Sandalias de Schrödinger
En el zapatero de la entrada de mi casa guardo unas sandalias que no están rotas, la cosa es que podrían estarlo en cualquier instante. Son, por tanto, mitad sandalias, mitad gato de Schrödinger. La cuestión es la siguiente. Aparentemente todo está bien. Las tiras permanecen, la estructura aguanta mi peso, incluso mi avance por el asfalto. Pero si miro con atención, si tiro con suavidad para poner a prueba su solidez, veo que la sujeción de la tira empieza, timorata, a despegarse de la base. Poco. Casi nada, pero lo suficiente para hacerme desconfiar.
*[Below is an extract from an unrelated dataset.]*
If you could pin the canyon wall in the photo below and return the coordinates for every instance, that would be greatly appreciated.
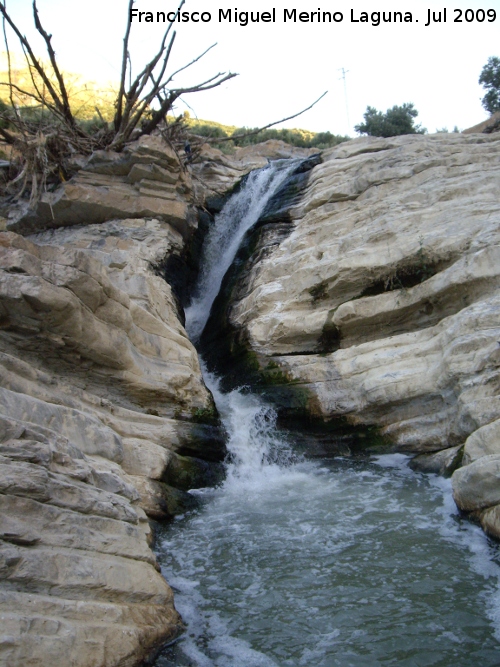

Cada primavera, en cuanto empieza a asomarse el calor, saco mis sandalias. De entrada nunca me acuerdo de esta contingencia arrastrada a lo largo de los años. Las coloco, las miro bien y el recuerdo regresa. Un segundo tarda en venir a mí la eterna duda. El tema es más serio de lo que parece. Estoy francamente atrapada en este no saber si están rotas o no. Porque, claro, ahora están bien, pero quién sabe si me las pongo y les llega su hora. Yo sé que ahora no están rotas. Yo sé que podrían aguantar 40 kilómetros, pero no sé si quizás solo le quedan diez metros de vida. Y esa es toda la cuestión, que no lo sé.
Desde hace unos veranos vivo, por tanto, paralizada por el miedo a que se rompa algo que aún no está roto. Estoy atrapada en la duda. La mera posibilidad es más fuerte que yo. Ninguna ocasión es buena para arriesgarme a quedarme descalza. Y mientras tanto, solo sé que cada día que abro el zapatero y las descarto me estoy perdiendo una oportunidad de pasear, de saltar, de conocer nuevas calles, nuevos rostros. Me estoy perdiendo vivir.
El miedo a que algo se rompa me impide disfrutar de lo que aún sigue bien.
Supongo que no hace falta que diga que en algún punto esto dejó de ir solo de sandalias, ¿no?